Lenteur des projets de substitution technologique
Avant 2014, la Russie était fortement dépendante des fournisseurs étrangers pour ses composants clés. Les turbines à gaz ukrainiennes évoquées plus haut constituaient un élément essentiel de la propulsion des frégates de la classe Gorshkov. L’annexion de la Crimée en 2014 et l’embargo sur l’Ukraine qui a suivi ont contraint la Russie à lancer des programmes de substitution technologique coûteux et lents. Cette transition a entraîné des retards importants dans la construction des navires et limité la disponibilité de systèmes de propulsion adaptés. LE progrès technologiques rapides des quinze dernières années n’ont pas été intégrées à l’industrie russe. Les chantiers navals, comme Severnaya Verf, continuent d’utiliser des processus et des outils de conception obsolètes. Les programmes visant à moderniser cette infrastructure ont été sous-financés ou mal coordonnés. Ainsi, les nouvelles technologies, essentielles à la production navale, tardent à être déployées efficacement.
Manque de main d’œuvre qualifiée
Malgré une main-d’œuvre historiquement formée et compétente, la Russie est confrontée à une pénurie croissante de personnel qualifié dans le secteur naval. Le vieillissement de la population active, combiné au manque de renouvellement générationnel, a sérieusement compromis les capacités de production. Les coûts plus élevés de cette main d’œuvre par rapport à d’autres pays ont encore limité la compétitivité de l’industrie navale russe. Ce déséquilibre est aggravé par les politiques de modernisation qui privilégient les investissements dans la flotte au détriment des chantiers navals. Les nouveaux programmes allouent théoriquement des fonds à la modernisation des infrastructures, mais ces efforts restent insuffisants compte tenu de l’ampleur des besoins. Résultat : les délais de construction s’allongent et des projets comme les frégates Gorshkov peinent à se concrétiser.

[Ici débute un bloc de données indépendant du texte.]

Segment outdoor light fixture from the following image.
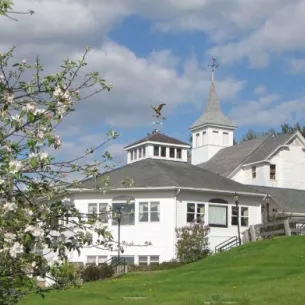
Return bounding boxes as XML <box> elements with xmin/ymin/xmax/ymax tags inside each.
<box><xmin>233</xmin><ymin>192</ymin><xmax>241</xmax><ymax>246</ymax></box>
<box><xmin>233</xmin><ymin>192</ymin><xmax>238</xmax><ymax>202</ymax></box>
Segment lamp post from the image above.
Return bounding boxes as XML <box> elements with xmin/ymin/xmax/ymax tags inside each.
<box><xmin>233</xmin><ymin>192</ymin><xmax>241</xmax><ymax>246</ymax></box>
<box><xmin>266</xmin><ymin>194</ymin><xmax>271</xmax><ymax>222</ymax></box>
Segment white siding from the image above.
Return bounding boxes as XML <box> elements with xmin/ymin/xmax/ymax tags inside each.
<box><xmin>72</xmin><ymin>191</ymin><xmax>176</xmax><ymax>263</ymax></box>
<box><xmin>177</xmin><ymin>192</ymin><xmax>262</xmax><ymax>251</ymax></box>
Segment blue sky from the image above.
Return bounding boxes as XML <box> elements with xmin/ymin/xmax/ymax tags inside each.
<box><xmin>0</xmin><ymin>0</ymin><xmax>305</xmax><ymax>163</ymax></box>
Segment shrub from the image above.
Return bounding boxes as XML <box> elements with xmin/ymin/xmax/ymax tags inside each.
<box><xmin>176</xmin><ymin>222</ymin><xmax>210</xmax><ymax>263</ymax></box>
<box><xmin>81</xmin><ymin>264</ymin><xmax>114</xmax><ymax>282</ymax></box>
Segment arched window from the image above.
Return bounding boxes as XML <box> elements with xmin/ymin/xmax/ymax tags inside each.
<box><xmin>208</xmin><ymin>198</ymin><xmax>228</xmax><ymax>228</ymax></box>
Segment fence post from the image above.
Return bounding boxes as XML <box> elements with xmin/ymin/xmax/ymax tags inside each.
<box><xmin>250</xmin><ymin>225</ymin><xmax>256</xmax><ymax>241</ymax></box>
<box><xmin>284</xmin><ymin>219</ymin><xmax>291</xmax><ymax>236</ymax></box>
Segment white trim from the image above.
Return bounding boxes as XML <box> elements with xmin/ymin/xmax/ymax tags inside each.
<box><xmin>124</xmin><ymin>141</ymin><xmax>191</xmax><ymax>151</ymax></box>
<box><xmin>189</xmin><ymin>123</ymin><xmax>237</xmax><ymax>132</ymax></box>
<box><xmin>67</xmin><ymin>186</ymin><xmax>265</xmax><ymax>197</ymax></box>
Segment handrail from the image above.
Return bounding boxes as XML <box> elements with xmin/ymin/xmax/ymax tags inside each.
<box><xmin>215</xmin><ymin>236</ymin><xmax>238</xmax><ymax>253</ymax></box>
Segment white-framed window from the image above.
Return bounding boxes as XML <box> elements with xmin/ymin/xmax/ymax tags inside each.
<box><xmin>195</xmin><ymin>133</ymin><xmax>200</xmax><ymax>147</ymax></box>
<box><xmin>186</xmin><ymin>202</ymin><xmax>205</xmax><ymax>222</ymax></box>
<box><xmin>154</xmin><ymin>145</ymin><xmax>160</xmax><ymax>157</ymax></box>
<box><xmin>222</xmin><ymin>132</ymin><xmax>229</xmax><ymax>145</ymax></box>
<box><xmin>169</xmin><ymin>147</ymin><xmax>175</xmax><ymax>158</ymax></box>
<box><xmin>208</xmin><ymin>198</ymin><xmax>228</xmax><ymax>228</ymax></box>
<box><xmin>139</xmin><ymin>201</ymin><xmax>160</xmax><ymax>222</ymax></box>
<box><xmin>139</xmin><ymin>255</ymin><xmax>160</xmax><ymax>266</ymax></box>
<box><xmin>270</xmin><ymin>164</ymin><xmax>276</xmax><ymax>180</ymax></box>
<box><xmin>161</xmin><ymin>146</ymin><xmax>166</xmax><ymax>157</ymax></box>
<box><xmin>240</xmin><ymin>207</ymin><xmax>249</xmax><ymax>227</ymax></box>
<box><xmin>231</xmin><ymin>207</ymin><xmax>249</xmax><ymax>227</ymax></box>
<box><xmin>213</xmin><ymin>130</ymin><xmax>219</xmax><ymax>144</ymax></box>
<box><xmin>88</xmin><ymin>202</ymin><xmax>108</xmax><ymax>223</ymax></box>
<box><xmin>112</xmin><ymin>202</ymin><xmax>135</xmax><ymax>225</ymax></box>
<box><xmin>251</xmin><ymin>166</ymin><xmax>256</xmax><ymax>179</ymax></box>
<box><xmin>202</xmin><ymin>131</ymin><xmax>207</xmax><ymax>145</ymax></box>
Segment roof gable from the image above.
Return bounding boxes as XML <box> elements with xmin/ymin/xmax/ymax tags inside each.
<box><xmin>81</xmin><ymin>159</ymin><xmax>256</xmax><ymax>193</ymax></box>
<box><xmin>125</xmin><ymin>131</ymin><xmax>190</xmax><ymax>149</ymax></box>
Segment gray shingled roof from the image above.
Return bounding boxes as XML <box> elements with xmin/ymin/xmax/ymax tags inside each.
<box><xmin>190</xmin><ymin>82</ymin><xmax>235</xmax><ymax>129</ymax></box>
<box><xmin>198</xmin><ymin>134</ymin><xmax>292</xmax><ymax>177</ymax></box>
<box><xmin>125</xmin><ymin>131</ymin><xmax>190</xmax><ymax>148</ymax></box>
<box><xmin>81</xmin><ymin>159</ymin><xmax>257</xmax><ymax>193</ymax></box>
<box><xmin>248</xmin><ymin>186</ymin><xmax>305</xmax><ymax>213</ymax></box>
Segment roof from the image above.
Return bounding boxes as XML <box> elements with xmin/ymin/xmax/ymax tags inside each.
<box><xmin>198</xmin><ymin>134</ymin><xmax>292</xmax><ymax>177</ymax></box>
<box><xmin>252</xmin><ymin>186</ymin><xmax>305</xmax><ymax>213</ymax></box>
<box><xmin>190</xmin><ymin>82</ymin><xmax>235</xmax><ymax>129</ymax></box>
<box><xmin>125</xmin><ymin>131</ymin><xmax>190</xmax><ymax>148</ymax></box>
<box><xmin>81</xmin><ymin>159</ymin><xmax>257</xmax><ymax>193</ymax></box>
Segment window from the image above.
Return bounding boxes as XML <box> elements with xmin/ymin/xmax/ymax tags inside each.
<box><xmin>88</xmin><ymin>203</ymin><xmax>97</xmax><ymax>220</ymax></box>
<box><xmin>87</xmin><ymin>256</ymin><xmax>96</xmax><ymax>265</ymax></box>
<box><xmin>139</xmin><ymin>256</ymin><xmax>148</xmax><ymax>266</ymax></box>
<box><xmin>202</xmin><ymin>131</ymin><xmax>207</xmax><ymax>145</ymax></box>
<box><xmin>240</xmin><ymin>207</ymin><xmax>249</xmax><ymax>227</ymax></box>
<box><xmin>196</xmin><ymin>133</ymin><xmax>200</xmax><ymax>147</ymax></box>
<box><xmin>154</xmin><ymin>146</ymin><xmax>159</xmax><ymax>157</ymax></box>
<box><xmin>98</xmin><ymin>203</ymin><xmax>108</xmax><ymax>223</ymax></box>
<box><xmin>231</xmin><ymin>207</ymin><xmax>237</xmax><ymax>226</ymax></box>
<box><xmin>252</xmin><ymin>166</ymin><xmax>256</xmax><ymax>179</ymax></box>
<box><xmin>112</xmin><ymin>203</ymin><xmax>135</xmax><ymax>225</ymax></box>
<box><xmin>208</xmin><ymin>198</ymin><xmax>228</xmax><ymax>227</ymax></box>
<box><xmin>139</xmin><ymin>202</ymin><xmax>160</xmax><ymax>222</ymax></box>
<box><xmin>270</xmin><ymin>164</ymin><xmax>276</xmax><ymax>180</ymax></box>
<box><xmin>186</xmin><ymin>203</ymin><xmax>205</xmax><ymax>222</ymax></box>
<box><xmin>213</xmin><ymin>130</ymin><xmax>219</xmax><ymax>144</ymax></box>
<box><xmin>231</xmin><ymin>207</ymin><xmax>249</xmax><ymax>227</ymax></box>
<box><xmin>97</xmin><ymin>255</ymin><xmax>107</xmax><ymax>265</ymax></box>
<box><xmin>139</xmin><ymin>255</ymin><xmax>159</xmax><ymax>266</ymax></box>
<box><xmin>161</xmin><ymin>146</ymin><xmax>166</xmax><ymax>157</ymax></box>
<box><xmin>222</xmin><ymin>132</ymin><xmax>229</xmax><ymax>145</ymax></box>
<box><xmin>149</xmin><ymin>255</ymin><xmax>160</xmax><ymax>265</ymax></box>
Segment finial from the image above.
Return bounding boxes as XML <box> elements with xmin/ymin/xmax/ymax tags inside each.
<box><xmin>208</xmin><ymin>56</ymin><xmax>218</xmax><ymax>82</ymax></box>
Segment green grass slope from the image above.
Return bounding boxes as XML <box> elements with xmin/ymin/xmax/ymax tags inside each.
<box><xmin>20</xmin><ymin>236</ymin><xmax>305</xmax><ymax>305</ymax></box>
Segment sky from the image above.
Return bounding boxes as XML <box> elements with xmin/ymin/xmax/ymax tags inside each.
<box><xmin>0</xmin><ymin>0</ymin><xmax>305</xmax><ymax>164</ymax></box>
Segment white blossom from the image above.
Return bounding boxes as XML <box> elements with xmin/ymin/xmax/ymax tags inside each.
<box><xmin>10</xmin><ymin>242</ymin><xmax>22</xmax><ymax>258</ymax></box>
<box><xmin>9</xmin><ymin>160</ymin><xmax>22</xmax><ymax>174</ymax></box>
<box><xmin>24</xmin><ymin>225</ymin><xmax>44</xmax><ymax>237</ymax></box>
<box><xmin>22</xmin><ymin>102</ymin><xmax>36</xmax><ymax>113</ymax></box>
<box><xmin>2</xmin><ymin>202</ymin><xmax>17</xmax><ymax>214</ymax></box>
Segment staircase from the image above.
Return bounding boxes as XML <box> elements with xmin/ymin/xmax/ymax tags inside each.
<box><xmin>104</xmin><ymin>257</ymin><xmax>127</xmax><ymax>274</ymax></box>
<box><xmin>215</xmin><ymin>236</ymin><xmax>239</xmax><ymax>253</ymax></box>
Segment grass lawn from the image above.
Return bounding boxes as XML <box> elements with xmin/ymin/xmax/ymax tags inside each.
<box><xmin>20</xmin><ymin>236</ymin><xmax>305</xmax><ymax>305</ymax></box>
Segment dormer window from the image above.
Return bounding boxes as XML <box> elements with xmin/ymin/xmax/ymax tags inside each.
<box><xmin>161</xmin><ymin>146</ymin><xmax>166</xmax><ymax>157</ymax></box>
<box><xmin>154</xmin><ymin>146</ymin><xmax>159</xmax><ymax>157</ymax></box>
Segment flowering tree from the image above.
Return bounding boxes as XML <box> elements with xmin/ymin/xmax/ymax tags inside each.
<box><xmin>0</xmin><ymin>0</ymin><xmax>129</xmax><ymax>304</ymax></box>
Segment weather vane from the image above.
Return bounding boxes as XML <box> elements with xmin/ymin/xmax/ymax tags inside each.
<box><xmin>151</xmin><ymin>104</ymin><xmax>166</xmax><ymax>129</ymax></box>
<box><xmin>208</xmin><ymin>56</ymin><xmax>218</xmax><ymax>82</ymax></box>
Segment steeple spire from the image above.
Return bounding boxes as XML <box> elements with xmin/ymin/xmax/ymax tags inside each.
<box><xmin>208</xmin><ymin>56</ymin><xmax>218</xmax><ymax>83</ymax></box>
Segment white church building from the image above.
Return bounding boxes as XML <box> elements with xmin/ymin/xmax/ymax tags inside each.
<box><xmin>64</xmin><ymin>81</ymin><xmax>305</xmax><ymax>264</ymax></box>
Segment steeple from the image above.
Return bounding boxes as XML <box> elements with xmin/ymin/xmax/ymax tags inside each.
<box><xmin>190</xmin><ymin>81</ymin><xmax>235</xmax><ymax>129</ymax></box>
<box><xmin>190</xmin><ymin>57</ymin><xmax>236</xmax><ymax>165</ymax></box>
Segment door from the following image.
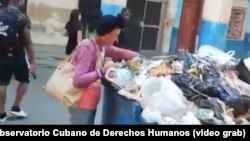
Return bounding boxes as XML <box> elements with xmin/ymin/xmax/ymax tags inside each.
<box><xmin>127</xmin><ymin>0</ymin><xmax>164</xmax><ymax>51</ymax></box>
<box><xmin>176</xmin><ymin>0</ymin><xmax>203</xmax><ymax>52</ymax></box>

Une flotte en pleine transition
LE ambitions initiales de la marine russe pour le projet 22350/22350M, prévoyant la construction de 15 à 18 frégates pour équiper les théâtres arctique, atlantique et méditerranéen, ont été revus à la baisse. Le manque de financement et les délais de construction prolongés ont réduit cet objectif à huit frégates, dont seulement quatre ont été livrées à ce jour. Malgré les efforts de modernisation de la marine, les limites structurelles de l’industrie navale russe compromettent la réalisation de ses ambitions. Les frégates de la classe Gorshkov, initialement destinées à symboliser le renouvellement de la flotte, incarnent aujourd’hui les défis persistants auxquels la Russie est confrontée dans le domaine maritime. En privilégiant les sous-marins nucléaires et les missiles de croisière, elle cherche à compenser une flotte de surface affaiblie et à maintenir son influence. Cette orientation révèle cependant une position délicate, où se heurtent ambitions mondiales et contraintes opérationnelles.